Please try out the latest main branch, and let us know if you uncover any issues. This change should improve import speed and, more importantly, allow interactive exploration of the entire namespace.
import skimage as ski
ski.filters.gaussian(...) # This now works!
If you’d prefer all modules to be imported on load, you can set the environment variable EAGER_IMPORT=1.
This looks great! Are you planning to do this for SciPy? If not, I am happy to do it. I quickly looked at the scikit-image PR and seems like there is not much to do Or do you advice to wait a bit?
When I originally proposed this, I don’t think the reception from SciPy was very warm; perhaps because we got burnt in that project with trying this early on. But, perhaps worth having a discussion about it now that we have a proof of concept on the table?
The evidence will be stronger once we’ve released scikit-image and have a few months of use under our belt, which should allow us to surface any complaints.
Having said that, we haven’t had any complaints about it on the napari side.
For what is worth, I would support this. It’s IMO a good idea and we should be able to do it.
This is so convenient for users to have this, especially newcomers.
I also think it’s good for the respective “brands”. NumPy has np and we should have the equivalent for SciPy, scikit-image, etc.
If PEP 690 existed, I think lazy.attach etc would not be required, and e.g. skimage/filters/__init__.py could just contain a series of normal import statements of its submodules, which PEP 690 could make lazy.
Currently the PEP is geared towards application developers making imports in their application lazy, not so much libraries making their own internal imports lazy by default, for e.g. interactive use. If “lazy by default” is important here, it may require adding something to the PEP to allow a module to declare all imports within it lazy by default.
Would welcome comments on the PEP from anyone involved in lazy importing in the scientific Python community.
Not sure what others think about it. Not having to attach seems great, but e.g. NetworkX tried to use LazyLoader on NumPy and that did not go well (I think this is because of the missing implicit from . import submodule which adds submodule to the namespace).

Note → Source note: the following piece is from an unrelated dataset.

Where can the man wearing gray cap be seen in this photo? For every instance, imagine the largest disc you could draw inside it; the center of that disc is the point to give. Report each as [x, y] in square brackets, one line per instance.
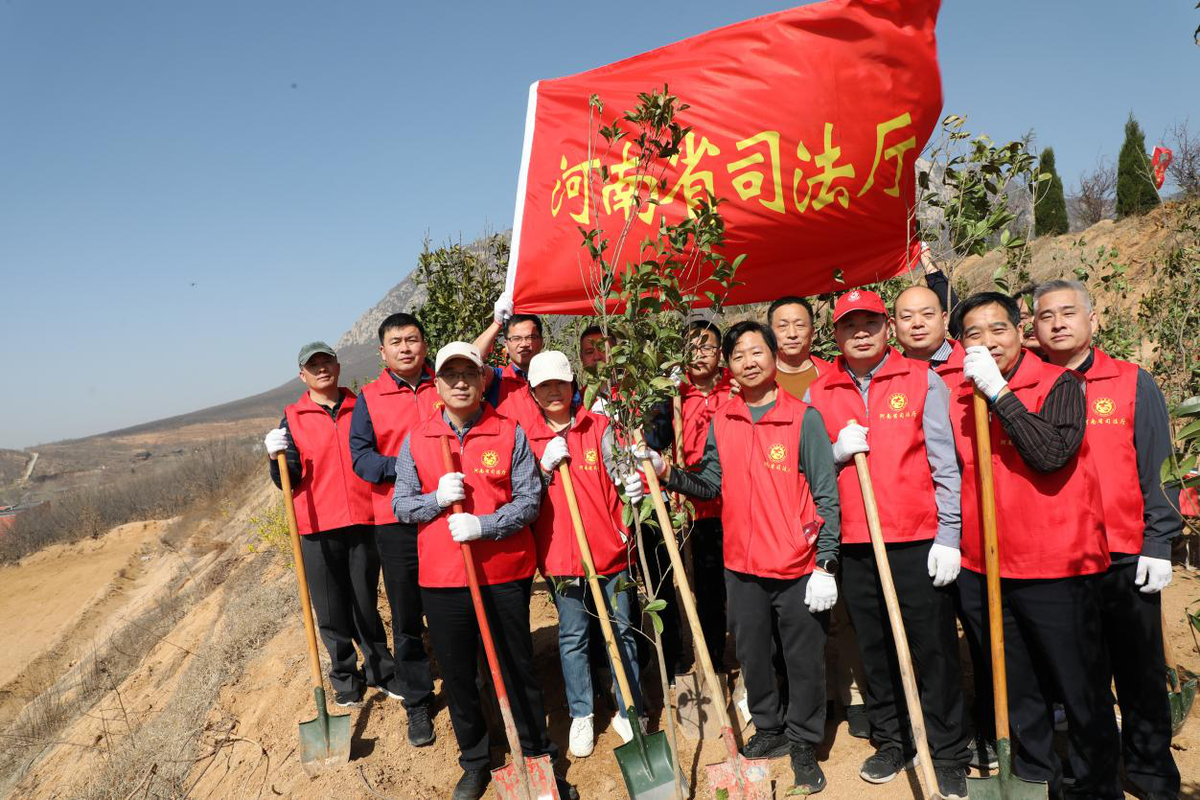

That is easy to fix (and mentioned in the NEP), but we are wondering if that is something that can be fixed in LazyLoader itself. From that perspective, would it be possible to add an opt-in at the module rather than user level? Say that networkx could add from future import lazy_load_this_package to mark that user opt-in is not required for using lazy loading?
Right now, I think a way for the library author to say that the library should always be lazy-loaded is not possible? That might be useful, since it would cover the current use-case of lazy-loading that is implemented in networkx, sklearn, and scipy.
IIUC in PEP 690, submodule imports of the form from . import submod will become lazy themselves (assuming laziness is enabled). However I think that from .submod import func will break the laziness.
What I am unsure about is whether the -L flag is strictly necessary to use PEP 690? Making -L necessary requires a decision by the user/application. Which is still very useful!
However, with the lazy-loading as done here, the decision/implementation is within networkx, scipy, etc. to lazy-load their submodules. They know that this is always OK, so application/user opt-in is not necessary. It is nice to not (strictly) require the user to know whether using -L would make their use-case faster.
This is true for LazyLoader, but not true for PEP 690. With PEP 690 all forms of import can be lazy; the latter form will delay the import until func is referenced.
Yes, this is I think the current mis-alignment between PEP 690 and the scikit et al use case. PEP 690 (and LazyLoader) are missing a way for a library to say “I want all imports within this module to be lazy, whether the application/end user requests it or not.” This is not hard to implement within PEP 690, the main issues are a) syntax (future import doesn’t make sense unless we plan to make it default behavior in the future), and b) do we then need a way for end users to override that library choice? (I would think no? But lazy.attach does provide this via EAGER_IMPORTS env var, so maybe we do.)
The EAGER_IMPORTS environment variable is not intended for library users to override the eager importing in scikit-image. We only introduced it to enable use on one of our CI testing jobs to rule out the presence of potential circular imports.
Right, so our lazy loader is a bit less lenient than the default importer when it comes to circular imports, so we added that option to make imports happen immediately and generate early failures in CI jobs.
Regarding whether this should be optional or not: one of the motivating reasons behind SPEC-1 is for libraries to import subpackages into their main namespace by default. Libraries typically don’t do this because it is slow, but it turns out to be very helpful for interactive exploration & teaching to have all the subpackages there from the start. It also avoids having to repeatedly having to jump to the beginning of a source file to keep adding imports, when referencing skimage.filters.gaussian is perfectly clear without the matching from skimage import filters.
I suspect if lazy loading cannot be enabled by default, libraries will go back to not importing those subpackages, since it will slow down imports for so many users.